In re Estate of Julius Mbae Mwarania (Deceased) [2019] KEHC 7828 (KLR)
Full Case Text
REPUBLIC OF KENYA
IN THE HIGH COURT OF KENYA AT MERU
SUCCESSION CAUSE NO. 146 OF 1997
IN THE MATTER OF THE ESTATE OF JULIUS MBAE MWARANIA (DECEASED)
FLORENCE KARAMBU MWARANIA......PETITIONER/RESPONDENT
VERSUS
MARY NTHIORI.............................................1st OBJECTOR/APPLICANT
SAMWEL NDUNGU.....................................2ND OBJECTOR/APPLICANT
R U L I N G
1. The grant in this matter was issued to the petitioner on 13th June, 1997 and subsequently confirmed in her favour on 7th July, 1999. One of the properties that was wholly distributed to her was Ntima/Igoki/2823.
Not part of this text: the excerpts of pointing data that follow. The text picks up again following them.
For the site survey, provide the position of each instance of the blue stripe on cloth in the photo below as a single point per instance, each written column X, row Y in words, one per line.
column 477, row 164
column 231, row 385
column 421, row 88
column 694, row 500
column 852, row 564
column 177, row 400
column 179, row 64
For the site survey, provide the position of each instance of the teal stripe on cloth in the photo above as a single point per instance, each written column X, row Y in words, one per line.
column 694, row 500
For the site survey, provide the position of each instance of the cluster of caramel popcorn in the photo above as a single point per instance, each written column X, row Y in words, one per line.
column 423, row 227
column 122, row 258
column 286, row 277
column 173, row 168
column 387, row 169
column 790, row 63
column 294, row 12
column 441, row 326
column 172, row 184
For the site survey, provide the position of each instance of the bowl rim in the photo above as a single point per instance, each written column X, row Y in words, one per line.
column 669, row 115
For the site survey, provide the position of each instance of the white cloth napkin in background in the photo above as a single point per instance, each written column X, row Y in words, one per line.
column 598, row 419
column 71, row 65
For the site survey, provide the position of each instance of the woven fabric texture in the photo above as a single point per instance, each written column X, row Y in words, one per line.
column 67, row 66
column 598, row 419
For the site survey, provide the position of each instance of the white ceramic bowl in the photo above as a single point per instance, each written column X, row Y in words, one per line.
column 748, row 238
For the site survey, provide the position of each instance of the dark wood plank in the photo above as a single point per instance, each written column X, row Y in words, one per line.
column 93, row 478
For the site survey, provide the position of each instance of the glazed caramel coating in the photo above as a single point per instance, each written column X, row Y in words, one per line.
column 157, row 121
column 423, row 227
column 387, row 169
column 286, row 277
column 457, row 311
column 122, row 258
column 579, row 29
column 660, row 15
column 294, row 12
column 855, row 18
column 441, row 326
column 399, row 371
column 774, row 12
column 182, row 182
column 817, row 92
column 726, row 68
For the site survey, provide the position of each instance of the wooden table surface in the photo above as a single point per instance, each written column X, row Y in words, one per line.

2. The grant was not perfected in respect of this property and on 17th January, 2018, the petitioner applied for the removal of a caution that had been registered on 24th February, 1998. On seeing that the said caution had been registered before confirmation of the grant and that the entry preceding that caution showed that the deceased’s interest in that property was only 101/260 and the other share of 159/260 belonged to one Livingstone Kirimi Mwiti,the court insisted that the application be served upon Mary Nthiori.
3. On being served with the application, the said Mary Nthiori (“the 1st applicant”)and one Samuel Ndung’u (“the 2nd applicant”)filed a Summons dated 4th July, 2018 for the revocation of the grant. The grounds upon which the application was made were stated to be; that the applicants had lived on the subject property throughout their lives; that the petitioner did not inform them at the time she lodged this Cause and that the grant was obtained fraudulently by the making of false statements to the court.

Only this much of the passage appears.